2. Are the members of the church linked as if they are a single body with Christ as her head? Is there unity and togetherness at supernatural levels? Does it feel like a non-dysfunctional family?

Titanic

Is it big? Is it huge? I mean, like 3,000 added in a single day huge?! (You didn’t think I was going to say that big was good, did you?) Are the poor riding with the rich? Is the worship band playing even though passengers are dying? What about life boats? Can people leave safely and survive on their own?

Stable

People like McDonald’s because it is consistently mediocre. People like the corner tavern burger because it’s unpredictable and likely to be astounding and delicious. Is your church stable? How so? What features are restful and certain and faithfully stable? What features are lulling people into thinking McDonald’s meat is real meat? Is your stability rooted in God or in the status quo and devotion to keeping things the way you liked them in 1972?

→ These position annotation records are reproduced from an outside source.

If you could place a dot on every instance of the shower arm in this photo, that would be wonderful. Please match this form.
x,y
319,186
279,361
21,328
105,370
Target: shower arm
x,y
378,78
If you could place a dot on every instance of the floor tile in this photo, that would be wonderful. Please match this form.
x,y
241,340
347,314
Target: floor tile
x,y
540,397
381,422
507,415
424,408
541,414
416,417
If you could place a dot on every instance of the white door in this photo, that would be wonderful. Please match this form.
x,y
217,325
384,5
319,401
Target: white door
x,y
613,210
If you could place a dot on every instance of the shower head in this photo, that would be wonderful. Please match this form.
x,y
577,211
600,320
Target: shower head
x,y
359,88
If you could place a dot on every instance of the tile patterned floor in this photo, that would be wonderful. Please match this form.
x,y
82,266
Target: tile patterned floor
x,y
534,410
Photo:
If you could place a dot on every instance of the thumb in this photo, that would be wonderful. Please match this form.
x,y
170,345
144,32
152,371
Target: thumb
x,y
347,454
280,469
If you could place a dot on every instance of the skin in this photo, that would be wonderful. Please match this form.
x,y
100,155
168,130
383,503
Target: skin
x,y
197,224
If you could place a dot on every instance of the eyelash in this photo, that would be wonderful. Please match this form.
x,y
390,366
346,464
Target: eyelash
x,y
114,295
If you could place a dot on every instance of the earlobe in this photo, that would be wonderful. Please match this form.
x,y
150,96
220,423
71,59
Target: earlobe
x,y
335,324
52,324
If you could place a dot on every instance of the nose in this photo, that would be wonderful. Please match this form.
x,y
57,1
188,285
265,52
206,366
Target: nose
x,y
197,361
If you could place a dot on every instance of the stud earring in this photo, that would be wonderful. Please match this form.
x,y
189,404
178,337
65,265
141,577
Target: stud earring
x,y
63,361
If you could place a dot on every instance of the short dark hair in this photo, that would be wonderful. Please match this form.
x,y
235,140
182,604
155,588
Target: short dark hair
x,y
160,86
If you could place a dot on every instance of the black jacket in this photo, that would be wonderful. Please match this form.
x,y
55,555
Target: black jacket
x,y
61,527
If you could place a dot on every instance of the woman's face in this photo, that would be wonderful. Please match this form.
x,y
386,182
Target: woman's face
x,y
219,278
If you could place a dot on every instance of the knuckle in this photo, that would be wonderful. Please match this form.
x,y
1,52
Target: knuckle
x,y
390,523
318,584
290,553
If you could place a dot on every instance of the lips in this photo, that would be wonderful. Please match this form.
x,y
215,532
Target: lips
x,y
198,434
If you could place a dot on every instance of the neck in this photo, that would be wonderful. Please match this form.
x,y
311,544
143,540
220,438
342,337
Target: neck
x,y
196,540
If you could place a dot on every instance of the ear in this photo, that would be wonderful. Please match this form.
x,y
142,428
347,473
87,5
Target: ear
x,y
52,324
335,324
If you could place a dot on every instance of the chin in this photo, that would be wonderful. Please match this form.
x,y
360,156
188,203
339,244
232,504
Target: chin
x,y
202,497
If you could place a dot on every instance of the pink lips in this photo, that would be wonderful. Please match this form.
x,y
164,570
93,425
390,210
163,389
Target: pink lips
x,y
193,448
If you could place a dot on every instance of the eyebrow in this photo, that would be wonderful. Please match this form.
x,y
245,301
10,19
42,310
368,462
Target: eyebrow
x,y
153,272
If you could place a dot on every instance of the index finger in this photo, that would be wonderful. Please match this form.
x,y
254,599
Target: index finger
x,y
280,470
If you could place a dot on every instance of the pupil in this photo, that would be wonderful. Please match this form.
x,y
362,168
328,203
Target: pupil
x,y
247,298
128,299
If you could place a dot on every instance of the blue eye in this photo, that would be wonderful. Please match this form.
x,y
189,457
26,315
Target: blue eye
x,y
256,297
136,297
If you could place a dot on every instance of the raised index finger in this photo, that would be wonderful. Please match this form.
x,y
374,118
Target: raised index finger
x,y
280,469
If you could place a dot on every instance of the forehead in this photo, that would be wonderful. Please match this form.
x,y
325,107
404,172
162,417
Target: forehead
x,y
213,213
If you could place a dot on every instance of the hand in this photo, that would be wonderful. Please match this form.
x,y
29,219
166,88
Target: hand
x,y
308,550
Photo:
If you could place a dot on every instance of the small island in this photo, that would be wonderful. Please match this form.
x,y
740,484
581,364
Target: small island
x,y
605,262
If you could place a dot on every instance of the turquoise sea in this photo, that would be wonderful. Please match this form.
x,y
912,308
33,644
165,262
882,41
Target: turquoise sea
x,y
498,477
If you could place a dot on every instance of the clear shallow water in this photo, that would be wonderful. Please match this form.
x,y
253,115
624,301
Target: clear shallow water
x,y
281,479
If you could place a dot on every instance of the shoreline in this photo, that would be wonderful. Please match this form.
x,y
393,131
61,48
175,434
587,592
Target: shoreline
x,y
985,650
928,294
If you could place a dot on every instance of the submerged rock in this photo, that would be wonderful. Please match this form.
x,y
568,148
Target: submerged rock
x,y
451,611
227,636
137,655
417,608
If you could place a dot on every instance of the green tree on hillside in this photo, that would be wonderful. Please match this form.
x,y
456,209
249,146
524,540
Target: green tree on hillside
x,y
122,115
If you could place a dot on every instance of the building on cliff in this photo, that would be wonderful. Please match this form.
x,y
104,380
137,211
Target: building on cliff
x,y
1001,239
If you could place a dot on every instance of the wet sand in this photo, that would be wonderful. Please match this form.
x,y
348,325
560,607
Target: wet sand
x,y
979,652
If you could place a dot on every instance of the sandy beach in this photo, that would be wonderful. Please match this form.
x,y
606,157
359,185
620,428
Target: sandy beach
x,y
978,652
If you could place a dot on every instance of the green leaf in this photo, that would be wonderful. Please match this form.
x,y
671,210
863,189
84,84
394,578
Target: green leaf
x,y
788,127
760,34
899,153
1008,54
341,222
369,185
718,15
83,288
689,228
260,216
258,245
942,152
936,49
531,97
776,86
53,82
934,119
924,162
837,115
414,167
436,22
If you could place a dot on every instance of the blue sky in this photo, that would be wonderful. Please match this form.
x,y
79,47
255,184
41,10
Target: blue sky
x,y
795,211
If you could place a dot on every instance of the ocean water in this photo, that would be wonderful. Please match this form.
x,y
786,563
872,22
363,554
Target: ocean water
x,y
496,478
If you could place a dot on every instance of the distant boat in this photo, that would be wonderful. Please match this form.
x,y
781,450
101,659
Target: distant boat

None of these are meant as a direct attack, but they are meant as a loose root on the trail to trip you up. It’s all too easy to take the easy and deadly way out when it comes to our ecclesiology. There is a lot that we do, not realizing we are eloquently reading the wrong directions. Check out the last chapter of each of the gospels and then read Acts.

It’s a beautiful thing. It’s attractive and corporate and titanic and stable in all the right ways, and I’m still looking for it.